爬着樓梯走上三樓,聶佑涎從兜裏掏出鑰匙,打開門,一腳跨進房間便迫不及待的脫掉上衣,“靠,忍了這麽久,太臭了!”
杜離莞扶着段桐冶也跟着進來,剛看見一團白花花的東西眼睛就被人蒙住。
“把衣服穿上!注意點!”
頭頂是段桐冶的聲音,她聽見一陣悉悉索索的聲音,之後,眼睛就被人放開。
聶佑涎已經穿好衣服,走到杜離莞面前,笑了笑,“平時在家習慣了,想怎樣就怎樣,突然來個女人還真不習慣,這衣服都還得穿上。”
“………”
尴尬的扯了下嘴角,杜離莞剛想說什麽,想起來段桐冶的傷,走進卧室裏面,看見他正在脫衣服,背對着她,臉紅了紅,她轉過身。

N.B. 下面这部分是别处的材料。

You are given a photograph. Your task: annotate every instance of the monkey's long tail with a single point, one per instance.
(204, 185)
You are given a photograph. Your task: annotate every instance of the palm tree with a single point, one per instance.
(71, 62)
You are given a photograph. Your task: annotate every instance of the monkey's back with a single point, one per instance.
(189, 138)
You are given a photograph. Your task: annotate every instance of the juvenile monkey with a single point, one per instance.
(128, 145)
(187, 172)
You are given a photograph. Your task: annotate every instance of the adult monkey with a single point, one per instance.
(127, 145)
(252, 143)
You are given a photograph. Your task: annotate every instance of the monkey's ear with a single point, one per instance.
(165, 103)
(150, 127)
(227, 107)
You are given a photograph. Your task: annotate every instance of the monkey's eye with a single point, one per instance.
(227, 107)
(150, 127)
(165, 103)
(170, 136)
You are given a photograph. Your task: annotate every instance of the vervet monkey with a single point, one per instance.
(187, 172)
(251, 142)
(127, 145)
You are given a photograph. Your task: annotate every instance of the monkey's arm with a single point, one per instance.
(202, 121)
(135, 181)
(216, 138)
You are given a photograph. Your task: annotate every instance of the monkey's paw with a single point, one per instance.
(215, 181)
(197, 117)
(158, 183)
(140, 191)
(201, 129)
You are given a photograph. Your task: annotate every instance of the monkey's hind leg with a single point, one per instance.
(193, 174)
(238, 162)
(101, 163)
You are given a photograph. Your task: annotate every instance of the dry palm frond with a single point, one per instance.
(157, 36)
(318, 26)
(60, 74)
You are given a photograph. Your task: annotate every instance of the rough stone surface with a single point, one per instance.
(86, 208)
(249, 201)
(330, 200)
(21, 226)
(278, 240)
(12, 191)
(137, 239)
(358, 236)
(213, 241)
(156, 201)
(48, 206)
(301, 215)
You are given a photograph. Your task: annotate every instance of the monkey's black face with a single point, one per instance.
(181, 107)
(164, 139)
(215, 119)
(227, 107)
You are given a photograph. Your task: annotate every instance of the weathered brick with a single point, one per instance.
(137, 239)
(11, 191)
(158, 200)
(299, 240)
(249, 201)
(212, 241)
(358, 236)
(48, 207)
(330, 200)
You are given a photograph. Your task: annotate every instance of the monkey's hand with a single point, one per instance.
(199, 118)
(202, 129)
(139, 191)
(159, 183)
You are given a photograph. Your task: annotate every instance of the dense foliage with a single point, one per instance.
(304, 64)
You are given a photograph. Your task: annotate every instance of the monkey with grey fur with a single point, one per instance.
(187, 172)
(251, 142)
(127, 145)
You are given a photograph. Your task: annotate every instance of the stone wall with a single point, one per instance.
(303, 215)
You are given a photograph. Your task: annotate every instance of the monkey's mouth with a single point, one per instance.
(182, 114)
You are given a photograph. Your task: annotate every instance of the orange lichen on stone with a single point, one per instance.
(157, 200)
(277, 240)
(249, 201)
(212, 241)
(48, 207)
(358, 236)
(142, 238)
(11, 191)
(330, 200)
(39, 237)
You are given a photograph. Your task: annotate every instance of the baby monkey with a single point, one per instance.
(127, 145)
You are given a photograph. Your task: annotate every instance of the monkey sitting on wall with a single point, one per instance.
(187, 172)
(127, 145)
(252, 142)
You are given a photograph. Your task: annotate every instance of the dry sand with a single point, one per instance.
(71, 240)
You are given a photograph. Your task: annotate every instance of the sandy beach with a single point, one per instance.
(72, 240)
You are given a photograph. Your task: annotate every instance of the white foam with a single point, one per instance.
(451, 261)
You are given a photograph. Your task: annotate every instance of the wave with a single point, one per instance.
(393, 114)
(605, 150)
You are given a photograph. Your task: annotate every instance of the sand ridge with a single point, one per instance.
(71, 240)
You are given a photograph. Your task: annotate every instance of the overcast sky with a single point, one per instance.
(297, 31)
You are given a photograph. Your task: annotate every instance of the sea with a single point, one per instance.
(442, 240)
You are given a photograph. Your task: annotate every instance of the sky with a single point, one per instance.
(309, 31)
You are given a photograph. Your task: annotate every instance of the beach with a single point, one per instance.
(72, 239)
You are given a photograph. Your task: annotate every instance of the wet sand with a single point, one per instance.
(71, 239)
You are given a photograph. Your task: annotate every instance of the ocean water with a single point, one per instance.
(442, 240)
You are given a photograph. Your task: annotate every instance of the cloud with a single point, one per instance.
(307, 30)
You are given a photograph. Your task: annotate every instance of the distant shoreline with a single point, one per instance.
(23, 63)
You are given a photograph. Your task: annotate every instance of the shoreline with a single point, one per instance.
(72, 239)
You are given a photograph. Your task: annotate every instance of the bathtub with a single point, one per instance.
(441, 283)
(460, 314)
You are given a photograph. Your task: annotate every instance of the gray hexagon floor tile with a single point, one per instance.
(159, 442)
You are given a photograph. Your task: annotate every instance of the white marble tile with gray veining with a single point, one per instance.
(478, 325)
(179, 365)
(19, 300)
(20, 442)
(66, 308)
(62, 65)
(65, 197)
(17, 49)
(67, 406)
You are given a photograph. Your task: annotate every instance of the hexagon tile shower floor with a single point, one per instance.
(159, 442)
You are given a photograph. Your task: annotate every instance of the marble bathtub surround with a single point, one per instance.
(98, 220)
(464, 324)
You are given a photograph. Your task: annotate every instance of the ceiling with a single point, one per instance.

“那個……我不知道你在換衣服,傷口怎麽樣了?把繃帶拆掉吧,重新上一下藥。”
“傷口沒什麽大礙,你确定你就一直站在那?”身後是他的聲音。
“呃,我,我讓聶佑涎進來幫你包紮。”
她說着要出去,手腕被他拉住,她轉過身,身高正好在他胸口處,看到他白皙結實的胸膛有幾處暧、昧的抓痕,她耳根發燙,無法淡定。
“我……我出去了,你應該可以自己上藥的。”
她視線往下,落在他小腹上的傷口,果然是被撕裂了,傷口又長又深,皮肉往翻,可想而知有多疼,但他眉頭都沒皺一下,依然拉着她的手腕不肯松手。
他霸道的開口:“你給我包紮。”
“………”
歎口氣,看了看他的傷口,她還是心軟了,讓他坐在床邊,她拿起桌子上的藥給他擦上。
杜離莞仔細的上藥,扭頭打量着房間,卧室很普通,家具也很簡單,一個衣櫃,一張不大不小的床,中間擺了一張桌子和幾個凳子,旁邊是一個衛生間。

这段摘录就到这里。